Students are excited to return, as they should be. Living on campus, surrounded by classmates and friends, is a quintessential part of attending the Claremont Colleges.
But as housing and other campus plans begin to take shape, some students are realizing that they may be in for a different experience than they expected. In many cases, it’s not even clear yet what that something different will be.
The reopening process has presented 5C administrators with unimaginable hurdles, from evolving coronavirus conditions in Los Angeles County to erratic enrollment and admissions numbers. The Editorial Board recognizes that in many cases, the colleges are doing the best they can to meet the circumstances head-on, working in tandem with county officials, proactively setting aside residential spaces for the classes of 2024 and 2025 and securing housing in nearby apartment complexes to get as many people housed as possible.
That said, it’s quickly becoming apparent that the 5Cs continue to follow the playbook they established when students were booted off campus last March — one they’ve fallen back on consistently since classes went remote. The colleges have quietly pressured faculty to shoot down students’ advocacy, obfuscated plans and dropped deadlines on students with mere days of notice — not to mention leaving staff in the lurch and axing programs at the last minute.
Administrators seem to view general uncertainty as an excuse for abrupt announcements and opaque explanations that often leave the community astonished. And when these decisions drop with no notice or input from students, families or sometimes faculty, the result can be a collision course.
The latest case study: Like many colleges around the country, the 5Cs are facing a housing shortage as students who took time off return, joined by remaining members of the class of 2021 and incoming first-years who deferred their entries, creating what are likely to be some of the largest student bodies in recent memory. Bear in mind that administrators have long had in hand numbers on class sizes and estimates on new enrollment — and thus a decent idea of what capacity the campuses would have to house certain students and not others.
So why are students only now finding out that they may be pushed to off-campus accommodations in emails from administrators, if not when they go to sign up for rooms and find no options available? Why couldn’t they have been given an idea of what to expect, say, weeks ago when they committed to live in college-sponsored housing, with administrators emphasizing the importance of rebuilding community all the while?
Let’s be clear: A room is a room is a room, and while this particular snag may inconvenience or disappoint students, living a couple of minutes from where one intended isn’t the end of the world — although we do hope Scripps College students’ concerns about the Claremont Collegiate Apartments are addressed and that those who need accommodations are fully heard. This episode, though, sends a signal that warrants consideration.
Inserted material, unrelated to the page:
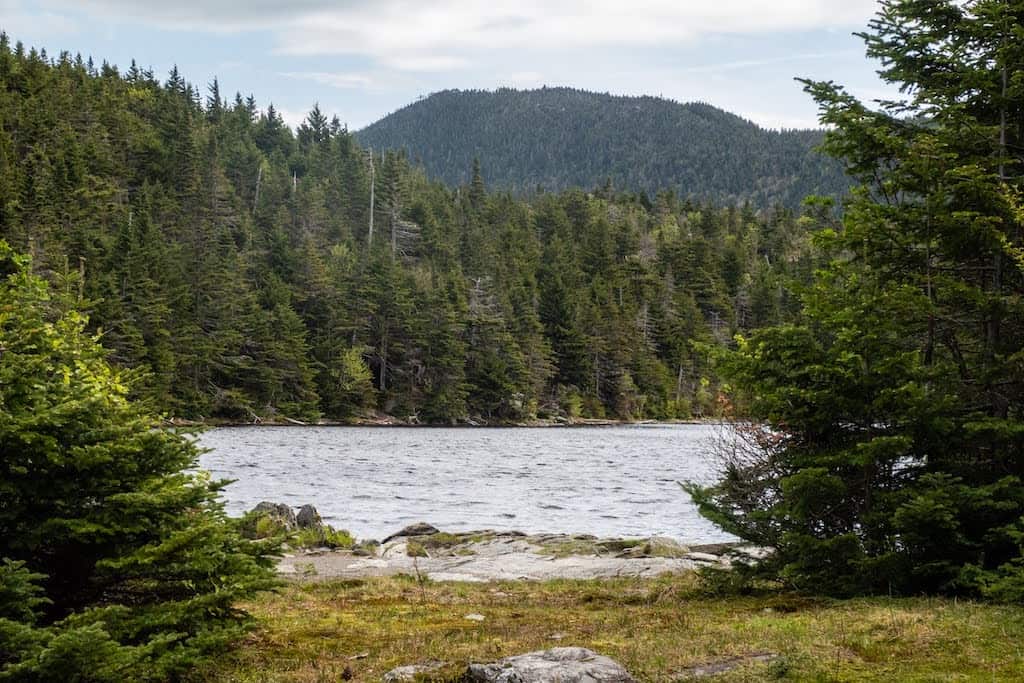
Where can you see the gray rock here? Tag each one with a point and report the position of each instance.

It would be one thing if this were an isolated incident. However, we know that administrators will have to make many decisions as August approaches, and somehow, as the “actual” return to campus looms, we’ve heard less about the 5Cs’ plans lately than we did last summer and winter.
And speaking of 2020, have we learned any lessons from the colleges’ insistence that they would coordinate on returning to campus, only to continually move the goalposts and leave families with scattered and inconsistent decisions and policies? Or administrators’ adherence to outdated schedules and grading policies that hurt students’ well-being? Could we take a minute to reflect on the parallels between these episodes and the reasons students could be forgiven for questioning whether their best interests are always front and center?
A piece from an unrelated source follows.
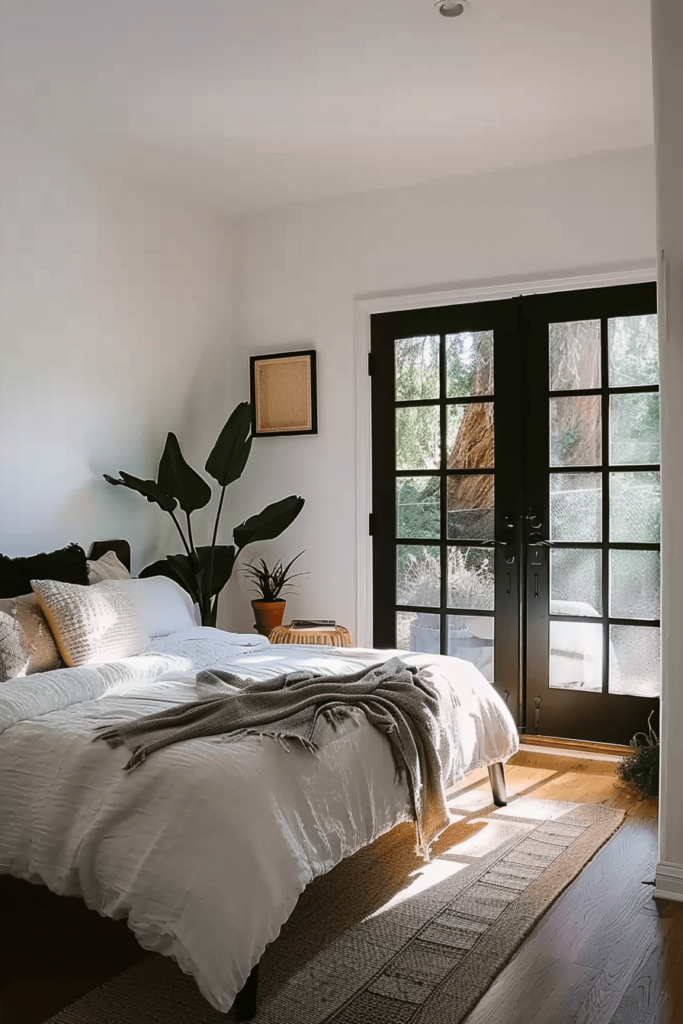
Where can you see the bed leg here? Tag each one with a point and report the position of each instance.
(244, 1007)
(497, 777)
Here’s what we believe may help going forward: As a rule, once you know how conditions and limitations are evolving, get the community in the loop sooner rather than later; shape decisions around the people they will affect rather than backpedaling once the consequences of those decisions become apparent; make timelines and full context for policies readily available instead of relegating that information to gossip or forcing people to scrounge for it.
We’re all doing our best to emerge from this crisis, and we appreciate the immense challenge that reopening poses. But there is so much left to figure out, like class procedures, interaction between schools, guidelines on social distancing and masking and plans for employment and student support. All the Editorial Board is asking is that as we work on new ways to learn and live together, we focus on doing it right, with transparency, integrity and compassion.
TSL’s editorial board is comprised of its editor-in-chief and two managing editors and does not necessarily represent the views of other TSL staff members.